Linear Probing, basically, has a step of 1 and that's easy to do. When searching, inserting or removing an element from the Hash Table, I need to calculate an hash and for that I do this:
index = hash_function(key) % table_size;
Then, while searching, inserting or removing I loop through the table until I find a free bucket, like this:
do {
if(/* CHECK IF IT'S THE ELEMENT WE WANT */) {
// FOUND ELEMENT
return;
} else {
index = (index + 1) % table_size;
}
while(/* LOOP UNTIL IT'S NECESSARY */);
As for Quadratic Probing, I think what I need to do is change how the "index" step size is calculated but that's what I don't understand how I should do it. I've seen various pieces of code, and all of them are somewhat different.
Also, I've seen some implementations of Quadratic Probing where the hash function is changed to accommodated that (but not all of them). Is that change really needed or can I avoid modifying the hash function and still use Quadratic Probing?
EDIT:
After reading everything pointed out by Eli Bendersky below I think I got the general idea. Here's part of the code at http://eternallyconfuzzled.com/tuts/datastructures/jsw_tut_hashtable.aspx:
15 for ( step = 1; table->table[h] != EMPTY; step++ ) {
16 if ( compare ( key, table->table[h] ) == 0 )
17 return 1;
18
19 /* Move forward by quadratically, wrap if necessary */
20 h = ( h + ( step * step - step ) / 2 ) % table->size;
21 }
There's 2 things I don't get... They say that quadratic probing is usually done using c(i)=i^2. However, in the code above, it's doing something more like c(i)=(i^2-i)/2
I was ready to implement this on my code but I would simply do:
index = (index + (index^index)) % table_size;
...and not:
index = (index + (index^index - index)/2) % table_size;
If anything, I would do:
index = (index + (index^index)/2) % table_size;
...cause I've seen other code examples diving by two. Although I don't understand why...
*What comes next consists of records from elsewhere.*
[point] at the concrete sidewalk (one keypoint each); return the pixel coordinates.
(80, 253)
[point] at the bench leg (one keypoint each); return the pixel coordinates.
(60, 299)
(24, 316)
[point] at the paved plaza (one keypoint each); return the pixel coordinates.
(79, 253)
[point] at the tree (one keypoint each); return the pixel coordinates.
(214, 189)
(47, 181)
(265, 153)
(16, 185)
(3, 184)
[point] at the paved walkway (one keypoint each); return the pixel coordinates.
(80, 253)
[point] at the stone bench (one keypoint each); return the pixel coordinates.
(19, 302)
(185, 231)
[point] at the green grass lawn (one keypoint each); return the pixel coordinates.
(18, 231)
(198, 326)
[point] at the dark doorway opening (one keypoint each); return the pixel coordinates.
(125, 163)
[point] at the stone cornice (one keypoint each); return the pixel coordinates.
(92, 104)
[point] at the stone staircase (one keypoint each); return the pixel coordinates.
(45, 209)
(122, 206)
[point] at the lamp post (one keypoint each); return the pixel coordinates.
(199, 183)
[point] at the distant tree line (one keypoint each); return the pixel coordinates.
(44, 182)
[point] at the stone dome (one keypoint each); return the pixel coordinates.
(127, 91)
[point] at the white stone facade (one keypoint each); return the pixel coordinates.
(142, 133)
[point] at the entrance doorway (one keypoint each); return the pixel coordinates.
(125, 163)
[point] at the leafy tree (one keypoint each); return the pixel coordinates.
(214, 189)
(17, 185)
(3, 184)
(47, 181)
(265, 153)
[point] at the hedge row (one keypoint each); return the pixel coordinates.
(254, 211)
1) Why is it subtracting the step?
2) Why is it diving it by 2?
There is a particularly simple and elegant way to implement quadratic probing if your table size is a power of 2:
step = 1;
do {
if(/* CHECK IF IT'S THE ELEMENT WE WANT */) {
// FOUND ELEMENT
return;
} else {
index = (index + step) % table_size;
step++;
}
} while(/* LOOP UNTIL IT'S NECESSARY */);
Instead of looking at offsets 0, 1, 2, 3, 4... from the original index, this will look at offsets 0, 1, 3, 6, 10... (the ith probe is at offset (i*(i+1))/2, i.e. it's quadratic).
This is guaranteed to hit every position in the hash table (so you are guaranteed to find an empty bucket if there is one) provided the table size is a power of 2.
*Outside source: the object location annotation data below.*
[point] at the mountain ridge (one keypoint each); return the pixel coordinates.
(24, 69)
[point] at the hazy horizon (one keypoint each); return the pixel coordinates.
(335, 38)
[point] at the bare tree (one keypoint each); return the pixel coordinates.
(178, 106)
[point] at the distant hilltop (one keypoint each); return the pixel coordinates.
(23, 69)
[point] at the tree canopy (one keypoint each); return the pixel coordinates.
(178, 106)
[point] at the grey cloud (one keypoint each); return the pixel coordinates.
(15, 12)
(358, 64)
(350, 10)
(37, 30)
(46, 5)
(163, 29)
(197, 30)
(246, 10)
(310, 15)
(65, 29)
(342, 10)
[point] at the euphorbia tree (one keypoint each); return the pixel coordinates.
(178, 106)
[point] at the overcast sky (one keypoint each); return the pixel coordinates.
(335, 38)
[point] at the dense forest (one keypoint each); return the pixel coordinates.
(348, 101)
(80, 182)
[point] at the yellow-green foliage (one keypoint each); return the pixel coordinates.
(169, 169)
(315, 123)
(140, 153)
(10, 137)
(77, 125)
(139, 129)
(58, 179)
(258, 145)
Here is a sketch of a proof:
Given a table size of n, we want to show that we will get n distinct values of (i*(i+1))/2 (mod n) with i = 0 ... n-1.
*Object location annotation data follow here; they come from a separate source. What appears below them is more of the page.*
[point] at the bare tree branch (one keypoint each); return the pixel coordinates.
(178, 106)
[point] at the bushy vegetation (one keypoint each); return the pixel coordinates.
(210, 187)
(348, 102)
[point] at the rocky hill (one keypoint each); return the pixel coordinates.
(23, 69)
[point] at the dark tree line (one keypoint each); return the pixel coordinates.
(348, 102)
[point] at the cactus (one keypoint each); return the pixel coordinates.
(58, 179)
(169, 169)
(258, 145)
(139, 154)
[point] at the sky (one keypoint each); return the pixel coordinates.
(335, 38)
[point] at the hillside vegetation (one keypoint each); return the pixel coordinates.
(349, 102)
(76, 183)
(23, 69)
We can prove this by contradiction. Assume that there are fewer than n distinct values: if so, there must be at least two distinct integer values for i in the range [0, n-1] such that (i*(i+1))/2 (mod n) is the same. Call these p and q, where p < q.
i.e. (p * (p+1)) / 2 = (q * (q+1)) / 2 (mod n)
=> (p2 + p) / 2 = (q2 + q) / 2 (mod n)
=> p2 + p = q2 + q (mod 2n)
=> q2 - p2 + q - p = 0 (mod 2n)
Factorise => (q - p) (p + q + 1) = 0 (mod 2n)
(q - p) = 0 is the trivial case p = q.
(p + q + 1) = 0 (mod 2n) is impossible: our values of p and q are in the range [0, n-1], and q > p, so (p + q + 1) must be in the range [2, 2n-2].
As we are working modulo 2n, we must also deal with the tricky case where both factors are non-zero, but multiply to give 0 (mod 2n):
Observe that the difference between the two factors (q - p) and (p + q + 1) is (2p + 1), which is an odd number - so one of the factors must be even, and the other must be odd.
(q - p) (p + q + 1) = 0 (mod 2n) => (q - p) (p + q + 1) is divisible by 2n. If n (and hence 2n) is a power of 2, this requires the even factor to be a multiple of 2n (because all of the prime factors of 2n are 2, whereas none of the prime factors of our odd factor are).
But (q - p) has a maximum value of n-1, and (p + q + 1) has a maximum value of 2n-2 (as seen in step 9), so neither can be a multiple of 2n.
So this case is impossible as well.
Therefore the assumption that there are fewer than n distinct values (in step 2) must be false.
(If the table size is not a power of 2, this falls apart at step 10.)
You don't have to modify the hash function for quadratic probing. The simplest form of quadratic probing is really just adding consequent squares to the calculated position instead of linear 1, 2, 3.
There's a good resource here. The following is taken from there. This is the simplest form of quadratic probing when the simple polynomial c(i) = i^2 is used:
In the more general case the formula is:
And you can pick your constants.
Keep, in mind, however, that quadratic probing is useful only in certain cases. As the Wikipedia entry states:
Quadratic probing provides good memory
caching because it preserves some
locality of reference; however, linear
probing has greater locality and,
thus, better cache performance.
Quadratic probing better avoids the
clustering problem that can occur with
linear probing, although it is not
immune.
EDIT: Like many things in computer science, the exact constants and polynomials of quadratic probing are heuristic. Yes, the simplest form is i^2, but you may choose any other polynomial. Wikipedia gives the example with h(k,i) = (h(k) + i + i^2)(mod m).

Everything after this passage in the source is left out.